Open vishal-chandra opened 1 month ago

vishal-chandra commented 1 month ago

Summary

Getting a C++ redefinition error on hidden state input when compiling a pytorch model with an LSTM error

Details

I have a model that contains an LSTM layer with the hidden state to that layer passed into model.forward some of the time (default None, same as the torch LSTM layer definition). When I remove this parameter of model.forward, the model compiles fine.
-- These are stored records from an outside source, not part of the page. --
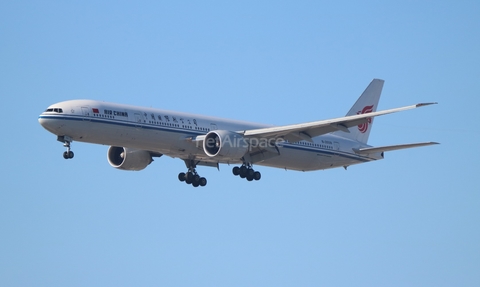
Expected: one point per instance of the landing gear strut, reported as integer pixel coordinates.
(246, 171)
(192, 177)
(68, 154)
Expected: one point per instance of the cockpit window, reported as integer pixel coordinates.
(55, 110)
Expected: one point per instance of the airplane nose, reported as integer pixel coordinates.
(49, 124)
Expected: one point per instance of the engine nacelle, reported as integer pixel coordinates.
(127, 158)
(225, 144)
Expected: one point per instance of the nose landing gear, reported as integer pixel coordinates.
(68, 154)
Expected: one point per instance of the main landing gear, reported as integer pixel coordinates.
(68, 154)
(246, 171)
(192, 177)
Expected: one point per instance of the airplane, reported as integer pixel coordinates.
(136, 135)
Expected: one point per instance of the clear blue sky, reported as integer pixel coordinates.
(409, 220)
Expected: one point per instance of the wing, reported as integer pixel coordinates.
(370, 150)
(307, 131)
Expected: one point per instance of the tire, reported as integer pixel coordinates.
(236, 170)
(181, 176)
(243, 171)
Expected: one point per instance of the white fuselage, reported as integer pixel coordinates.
(173, 133)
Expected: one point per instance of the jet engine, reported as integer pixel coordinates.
(128, 159)
(225, 144)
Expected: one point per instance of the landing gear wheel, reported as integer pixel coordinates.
(191, 176)
(181, 176)
(68, 154)
(236, 170)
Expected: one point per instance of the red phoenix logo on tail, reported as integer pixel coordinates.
(364, 127)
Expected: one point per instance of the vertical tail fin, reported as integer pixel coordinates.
(366, 103)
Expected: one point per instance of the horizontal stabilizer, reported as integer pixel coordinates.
(370, 150)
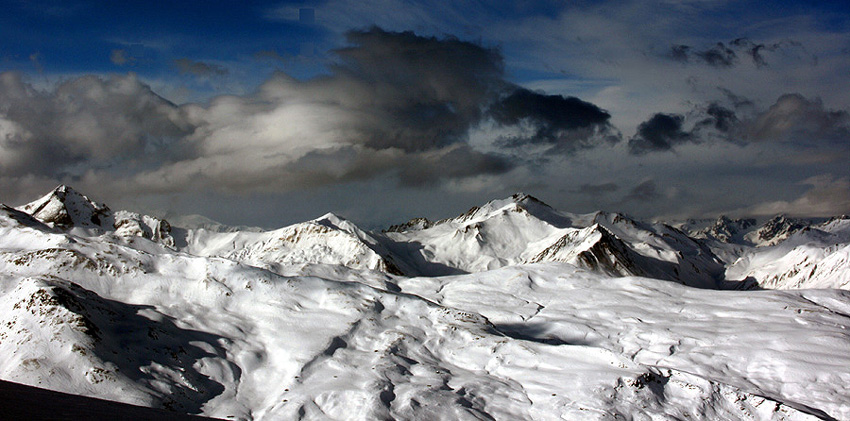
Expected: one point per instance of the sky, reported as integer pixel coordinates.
(269, 113)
However, with it included, the hidden state input variable is shown fine in the ModelGraph inputs, but is defined twice in the resulting C++ code, leading to a compilation error.

Relevant Code Snippet

def forward(self, ..., hidden): ... lstm_out, hidden_out = self.lstm(lstm_input, hidden) ...

Resulting Error

Writing HLS project Done In file included from firmware/myproject.cpp:3: firmware/myproject.h:14:14: error: redefinition of parameter 'hidden' input3_t hidden[N_INPUT_1_3N_INPUT_2_3N_INPUT_3_3], result_t layer11_out[N_LAYER_11] ^ firmware/myproject.h:13:102: note: previous declaration is here

Steps to Reproduce

Working on hls4ml 0.9.0.dev65+gafed23b1 and torch 2.6.0. Create a simple model with an LSTM layer and the hidden state as a parameter to the forward function and compile the model.

Expected behavior

Hidden is listed only once in ModelGraph.inputs and is defined only once in the C++ code.

Actual behavior

Hidden is listed only once in ModelGraph.inputs but is defined twice in the C++ code, leading to a compilation error. I also notice that in the printed network topology, the LSTM layer is listed as having only one input.
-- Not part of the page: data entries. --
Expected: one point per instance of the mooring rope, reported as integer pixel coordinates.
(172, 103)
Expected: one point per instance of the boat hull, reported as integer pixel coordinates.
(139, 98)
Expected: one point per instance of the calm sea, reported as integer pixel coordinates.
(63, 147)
JanFSchulte commented 1 month ago

Hi!

Thanks for using hls4ml and reporting this issue.

We actually currently do not support passing of non-zero tensors for the initial hidden state in recurrent layers in Pytorch (see the description of the PR that introduced them https://github.com/fastmachinelearning/hls4ml/pull/850). Unfortunately, we have not really documented this limitation so far, that needs to be improved. Of course, this feature should also be properly supported, but so far we haven't quite managed to do it.

However, the code should still compile and produce results, just that those results will be numerically incorrect. This test (https://github.com/fastmachinelearning/hls4ml/blob/main/test/pytest/test_recurrent_pytorch.py#L49-L91) for example passes tensors of zeroes and works fine. Once I use non-zero tensors, the output is incorrect, but I can't reproduce your compilation issues. Could you share a minimal model and code you use to invoke hls4ml?

vishal-chandra commented 2 weeks ago

Hi Jan,

Sorry to miss your reply. I actually also can't reproduce the compilation issue with a minimal LSTM-only model, so it must be something with how my larger model is constructed. Was just converting with convert_from_pytorch_model() and compiling from there.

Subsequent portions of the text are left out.